115 – Le Relèvement progressif -
1 – La vie économique & politique -
La majeure partie des crédits est affectée à la restauration de l'économie espagnole eu égard à son niveau au lendemain de la guerre civile. Les résultats sont remarquables ; en 25 ans, la production d'énergie a sextuplé, la production sidérurgique, quintuplé, la production lainière, doublé ; il en est de même dans le secteur minier et l'agriculture, principale richesse de l'Espagne, fait aussi de gros progrès : sur les 50 millions d'hectares de son territoire, 42 sont exploités, dont la moitié environ est consacrée à l'élevage, le sol pouvant maintenant faire vivre ses 32 millions d'habitants, les excédents considérables de vin, fruits, légumes et agrumes, étant exportés.
Jusqu'en 1959, la politique menée est nettement autarcique : contingentement des importations, contrôle des changes, difficultés opposées à la sortie des capitaux et des personnes ; en même temps, des organisations d'État prennent des initiatives importantes en matière de développement industriel, d'infrastructures routières et ferroviaires, d'édification de l'habitat ; mais l'effet n'atteint toutefois pas les espérances car, faute de pouvoir importer des biens d'équipement et des matières premières, les exploitations industrielles sont rapidement menacées d'effondrement et le revenu par habitant est très inférieur, Portugal exclu, à celui des autres pays européens, les salaires demeurant anormalement bas.
Aussi, à partir de 1959, un coup de barre est-il donné : le gouvernement entre dans la voie de la libéralisation ; la peseta est dévaluée et stabilisée, les contingentements progressivement supprimés ; l'effet est quasi-immédiat : si le déficit de la balance commerciale augmente, il est largement compensé par l'afflux de devises résultant du tourisme et des progrès de la production industrielle.

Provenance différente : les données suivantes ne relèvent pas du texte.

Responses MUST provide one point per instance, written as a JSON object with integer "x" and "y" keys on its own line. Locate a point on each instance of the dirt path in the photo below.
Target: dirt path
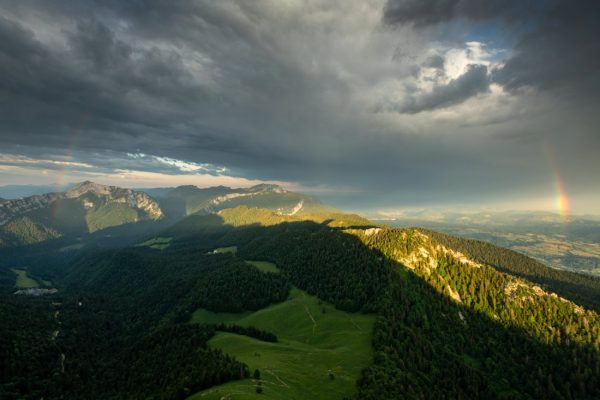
{"x": 278, "y": 378}
{"x": 355, "y": 324}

De nouveaux plans d'infrastructure, d'urbanisation et d'irrigation sont lancés, par appel aux capitaux étrangers ; soucieux toutefois de ne pas compromettre l'indépendance nationale, le gouvernement souhaite qu'ils ne soient pas uniquement fournis par les États-Unis, et conclut, en ce sens, des accords de partenariat avec les pays européens ; ce sont les prémices de la participation espagnole au Marché Commun. Mais en dépit de ces relèvements, les salaires restent bas et la disparité existant entre le train de vie des privilégiés et la pauvreté de la grande partie de la population reste choquante.
Par la loi du 6 juillet 1947, adoptée par 87 % des votants, l'Espagne s'est déclarée un statut de Royaume ; aussi la succession du général Franco échoit-elle normalement à Don Juan, Comte de Barcelone, troisième fils d'Alphonse XIII (l'aîné est décédé d'un accident de voiture & le deuxième, sourd-muet a renoncé à toute prétention) ; mais Franco fixe sa préférence sur le fils de Don Juan, Don Carlos de Bourbon, prince des Asturies ; en décembre 1965, ce dernier déclare n'être pas disposé à succéder au général Franco, réaffirmant la légitimité de son père comme unique titulaire de la Couronne espagnole. En dépit de ce refus, le 25 juillet 1969, le général Franco désigne le prince Juan Carlos pour lui succéder ; avare de déclarations, ce dernier reste dans l'ombre de Franco, sauf pendant les 45 jours de son intérim de chef de l'État, du 19 juillet au 2 septembre 1974.
2 - Floraison intellectuelle -
À la grande "Génération de 1898" en ont succédé d'autres, à valeur égale ; pas d'écoles, l'individualisme espagnol ne pouvant s'y assujettir, mais une tendance au réalisme avec, chez les jeunes, la marque d'une forte empreinte laissée par la guerre civile.
Citons les romanciers Azorín (pseudonyme de José Augusto Trinidat Martínez Ruiz), Camilio José Cela, Jesús Fernández Santos, le poète et auteur dramatique Federico García Lorca, les poètes Dámaso Alonso, Rafael Alberti, Gerardo Diego, les essayistes & sociologues Madariago, José Ortega y Gasset, Luis Díez del Corral, les historiens Ramirez de Villa-Urrutia, Antonio Ballesteros, Gregorio Marañón (ce dernier est aussi un médecin de renom), le critique d'art Eugenio d'Ors, le cinéaste Luis Buñuel, le compositeur Manuel de Falla, les peintres Pablo Picasso, Juan Gris, Mariano Andreu, Juan Miró, Salvador Dalí, Antonio Tapies, le sculpteur Julian Antonio, l'architecte Antonio López García...
Depuis le Siècle d'Or, l'Espagne n'avait pas connu de floraison intellectuelle comparable.